Donald Margulies: A baby-boomer born and raised in Brooklyn, I am the product of a middle-class, secular Jewish family and spent most of my childhood (between the ages of nine and 19) living in Trump Village, a high-rise, middle-income housing development in Coney Island. I was educated during the Golden Age of New York City’s public school system, and was in the first graduating class of John Dewey High School, then a highly-touted, “experimental” school that, thankfully for a kid like me, eschewed team sports but celebrated eclecticism and creativity. I had discovered from a very early age that I could draw and dazzle people with elaborate book report covers and Brotherhood Week posters. When it came time to go to college, I went to Pratt Institute, the art conservatory in downtown Brooklyn, because they gave me financial aid. I lived at home and commuted on the F and GG trains to college. I always had an interest in reading and writing but, at Pratt, there were no mentors for me to talk to . I ended up transferring to SUNY Purchase, where I continued to be an art major but where I pursued my curiosity about playwriting, with Julius Novick, who became my first champion in the theatre.
TS: Novick was a critic.
DM: For The Village Voice; his was a byline that I knew. I read his criticism, so when I met him I felt very privileged.
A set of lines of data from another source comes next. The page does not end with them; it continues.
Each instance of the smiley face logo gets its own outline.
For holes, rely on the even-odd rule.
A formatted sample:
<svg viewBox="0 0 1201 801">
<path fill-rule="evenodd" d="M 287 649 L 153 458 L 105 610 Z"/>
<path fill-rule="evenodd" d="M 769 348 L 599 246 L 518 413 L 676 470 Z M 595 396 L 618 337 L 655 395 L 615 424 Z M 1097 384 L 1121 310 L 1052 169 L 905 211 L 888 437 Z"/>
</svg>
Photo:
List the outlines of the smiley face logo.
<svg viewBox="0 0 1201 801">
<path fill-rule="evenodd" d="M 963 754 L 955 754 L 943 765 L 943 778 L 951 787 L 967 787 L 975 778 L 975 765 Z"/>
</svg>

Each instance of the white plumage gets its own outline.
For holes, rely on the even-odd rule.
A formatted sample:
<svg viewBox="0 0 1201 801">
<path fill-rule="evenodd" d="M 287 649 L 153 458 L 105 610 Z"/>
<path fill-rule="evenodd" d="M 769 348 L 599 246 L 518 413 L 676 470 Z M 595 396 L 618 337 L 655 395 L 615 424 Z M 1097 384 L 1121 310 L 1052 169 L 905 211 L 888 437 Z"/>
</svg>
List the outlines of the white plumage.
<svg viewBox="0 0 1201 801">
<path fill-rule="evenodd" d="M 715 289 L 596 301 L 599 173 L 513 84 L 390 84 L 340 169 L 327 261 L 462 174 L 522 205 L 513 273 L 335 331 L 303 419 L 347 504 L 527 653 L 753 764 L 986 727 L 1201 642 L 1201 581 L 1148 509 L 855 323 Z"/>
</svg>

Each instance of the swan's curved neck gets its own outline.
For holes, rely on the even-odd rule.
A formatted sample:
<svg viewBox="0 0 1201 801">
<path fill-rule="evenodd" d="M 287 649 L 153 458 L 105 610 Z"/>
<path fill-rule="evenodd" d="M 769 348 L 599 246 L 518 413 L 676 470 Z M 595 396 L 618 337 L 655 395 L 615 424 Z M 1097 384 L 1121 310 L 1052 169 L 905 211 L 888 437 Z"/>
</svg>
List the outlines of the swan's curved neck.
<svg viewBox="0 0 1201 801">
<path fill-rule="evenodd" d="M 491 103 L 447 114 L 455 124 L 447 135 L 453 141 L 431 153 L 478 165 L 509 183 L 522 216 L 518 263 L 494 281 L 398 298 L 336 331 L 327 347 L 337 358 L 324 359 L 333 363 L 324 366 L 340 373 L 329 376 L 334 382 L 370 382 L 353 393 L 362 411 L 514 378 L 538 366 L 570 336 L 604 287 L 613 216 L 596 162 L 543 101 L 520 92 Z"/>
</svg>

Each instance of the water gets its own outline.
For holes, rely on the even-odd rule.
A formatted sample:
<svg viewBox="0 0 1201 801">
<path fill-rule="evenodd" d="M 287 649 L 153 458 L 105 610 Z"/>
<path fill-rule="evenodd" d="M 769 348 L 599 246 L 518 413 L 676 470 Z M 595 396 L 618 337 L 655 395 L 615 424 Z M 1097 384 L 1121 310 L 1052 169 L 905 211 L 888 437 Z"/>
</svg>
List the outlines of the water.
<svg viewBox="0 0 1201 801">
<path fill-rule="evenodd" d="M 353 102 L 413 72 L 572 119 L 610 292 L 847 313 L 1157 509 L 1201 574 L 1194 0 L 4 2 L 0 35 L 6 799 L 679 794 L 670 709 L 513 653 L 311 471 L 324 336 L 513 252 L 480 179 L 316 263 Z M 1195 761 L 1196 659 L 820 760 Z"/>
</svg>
I knocked on his office door and introduced myself as an art major who wanted to write plays and he said, “Have you ever written a play before?” I said, “No.” And he said, “I would be delighted to work with you.” It was as if I had suddenly been given permission to write plays.
TS: Did you get writing work right away?
DM: I finished college in 1977 (with a BFA in Visual Art) and, the following year, was accepted into the MFA program in playwriting at Brooklyn College, which I left after eight weeks. While supporting myself as a freelance graphic designer in publishing, I joined a group being started by Jeffrey Sweet that came to be called The New York Writers Bloc. We were a plucky band of playwrights, performers and directors, who met in living rooms and, as we grew, in rented spaces, every Monday night for more than a decade. Among the members were Jerry Stiller and Anne Meara, who were at that time looking for a non-Writer’s Guild writer to work on a monthly program they were hosting on HBO. I wrote a spec script, was hired, and quit my day job as an art editor at Scholastic Magazines. That was 1980. I have earned a living as a writer ever since.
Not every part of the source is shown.